Pada malam konser Wonder Girls tahun ini, nyaris semua member 2pm menghadirinya. Taecyeon, Junsu, Nichkhun dan Wooyoung. Namun keabsenan 2 member lainnya membawa pertanyaan besar bagi para hottes. Kemana perginya Junho dan Chansung?
Only us
By Jang Aya
Romance/fluff
Disclamer: Semua anggota 2pm milik Tuhan. Dan cerita ini asli milik Ayaaaaa! Yah, buatan Aya sendiri!
Inspirasi: dari ke-absen-nya Junho dan Chansung di konsernya WG baru2 ini. Itu benar2 membuatku bertanya2? ? ?
Main Pairing: ChanHo / ChanNuneo
Warning: BoyxBoy. Shounen-ai. Miss Typos bertebaran di mana-mana. =.='
Don't like? So i hope you dont read this. Oke?
.
~ChanHo~
~ChanNuneo~
.
Junho terbangun dari tidurnya. Kepalanya terasa agak berat ketika ia mengangkatnya. Matanya yang sipit memaksakan diri untuk melihat angka pada jam dinding. Pukul setengah sembilan malam.
Junho mendesah. Tak menyangka ia telah tidur selama itu sejak jam empat sore tadi. Matanya bergulir ke arah tempat tidur single di sisi lain dalam ruangan itu, yang tampak kosong. Wooyoung pasti sudah pergi sejak tadi ke konser wonder girls bersama member lainnya. Setidaknya Junho bisa menyendiri dalam dorm mereka malam ini, itu yang ia kira.
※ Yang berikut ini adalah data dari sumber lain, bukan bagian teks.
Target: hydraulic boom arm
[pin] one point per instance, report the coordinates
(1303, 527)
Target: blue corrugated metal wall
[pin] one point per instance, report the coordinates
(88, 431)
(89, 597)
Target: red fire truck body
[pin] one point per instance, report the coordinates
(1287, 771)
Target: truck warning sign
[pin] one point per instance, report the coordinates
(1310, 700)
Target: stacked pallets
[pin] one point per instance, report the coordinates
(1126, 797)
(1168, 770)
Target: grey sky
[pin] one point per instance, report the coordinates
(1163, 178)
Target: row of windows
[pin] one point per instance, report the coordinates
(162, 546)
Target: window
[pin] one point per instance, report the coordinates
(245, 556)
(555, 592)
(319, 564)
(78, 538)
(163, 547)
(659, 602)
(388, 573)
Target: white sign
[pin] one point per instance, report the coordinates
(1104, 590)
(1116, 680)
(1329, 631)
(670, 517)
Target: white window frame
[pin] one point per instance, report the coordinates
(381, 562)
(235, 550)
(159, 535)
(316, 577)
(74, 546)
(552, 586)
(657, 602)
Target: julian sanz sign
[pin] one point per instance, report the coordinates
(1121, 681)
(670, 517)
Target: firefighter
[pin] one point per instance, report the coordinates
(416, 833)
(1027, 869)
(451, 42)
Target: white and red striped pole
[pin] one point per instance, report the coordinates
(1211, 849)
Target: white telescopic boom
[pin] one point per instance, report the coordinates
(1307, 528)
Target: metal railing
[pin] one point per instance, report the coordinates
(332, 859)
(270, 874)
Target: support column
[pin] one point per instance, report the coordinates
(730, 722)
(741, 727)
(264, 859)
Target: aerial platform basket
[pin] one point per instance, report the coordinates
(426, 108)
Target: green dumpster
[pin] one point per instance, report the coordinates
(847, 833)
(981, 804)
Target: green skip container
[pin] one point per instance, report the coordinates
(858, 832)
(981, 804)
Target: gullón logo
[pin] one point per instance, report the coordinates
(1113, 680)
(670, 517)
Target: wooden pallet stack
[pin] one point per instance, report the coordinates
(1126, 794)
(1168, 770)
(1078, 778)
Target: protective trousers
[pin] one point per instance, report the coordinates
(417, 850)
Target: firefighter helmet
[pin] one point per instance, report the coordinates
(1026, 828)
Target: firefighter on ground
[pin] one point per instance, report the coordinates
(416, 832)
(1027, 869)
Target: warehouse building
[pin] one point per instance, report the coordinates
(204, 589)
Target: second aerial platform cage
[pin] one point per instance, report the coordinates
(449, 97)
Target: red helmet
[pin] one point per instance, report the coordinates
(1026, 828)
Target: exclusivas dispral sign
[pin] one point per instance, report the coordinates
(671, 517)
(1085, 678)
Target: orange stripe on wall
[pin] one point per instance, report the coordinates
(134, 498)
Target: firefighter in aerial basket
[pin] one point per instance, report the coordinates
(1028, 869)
Melangkah pelan ke luar kamar, berniat ke dapur untuk menghilangkan dahaganya.
"Junho-yah. Kau sudah bangun."
Tubuh Junho menegang. Ia menoleh ke sumber suara, dan baru menyadari kalau tv mereka menyala dengan Chansung yang duduk sendiri di sofa. Aissh… kenapa harus dengan namja yang satu ini, batin Junho mendesah.
Mencoba mengabaikan, Junho kembali berjalan ke dapur. Ia bisa mendengar langkah besar Chansung yang mengikutinya dari belakang, tapi sekali lagi ia coba mengabaikannya.
"Aku dengar dari Wooyoung, kau sedang tidak enak badan."
Junho mengambil gelas dan menuangkan air tanpa membalas ucapan Chansung.
"Apa kau sudah baikan?" kekhawatiran jelas tersirat dari nada suaranya.
Setelah menegak habis air putih, Junho mendesah sambil meletakkan gelas. "Aku tidak apa-apa," jawabnya tanpa menoleh ke arah Chansung. Ia lalu berbalik, hendak melewati Chansung tanpa ada niat sekali pun untuk melirik Chansung.
"Kau yakin?" tapi Chansung menahan lengan Junho agar tidak pergi.
"Hm." Junho mengangguk pelan, masih tak ingin menatap Chansung.
"Mau kubuatkan sesuatu?"
Junho menoleh, melepaskan genggaman Chansung pada lengannya. "Kau tidak pergi ke konser wonder girl?" ia malah balik bertanya. Sebelum Chansung menjawabnya, Junho memotong. "Jangan bilang kau tidak jadi pergi karena ingin menemaniku?"
Chansung nyengir lebar, yang dibalas dengan desahan oleh Junho. "Asal kau tahu saja. Aku baik-baik saja kok. Jadi kau bisa pergi ke konsernya sekarang."
"Memang kau pikir ini sudah jam berapa? Sudah terlambat jika aku pergi sekarang."
"Ouh, maaf sudah membuat waktumu terbuang percuma," Junho melenggang pergi.
Chansung menyerngit. "Kau ini bicara apa sih?" ia kembali mengikuti Junho.
Junho merebahkan dirinya di atas sofa. "Apa Yubin nantinya tidak akan mencarimu hah?"
"Tenang saja, aku sudah mengirimnya pesan tadi."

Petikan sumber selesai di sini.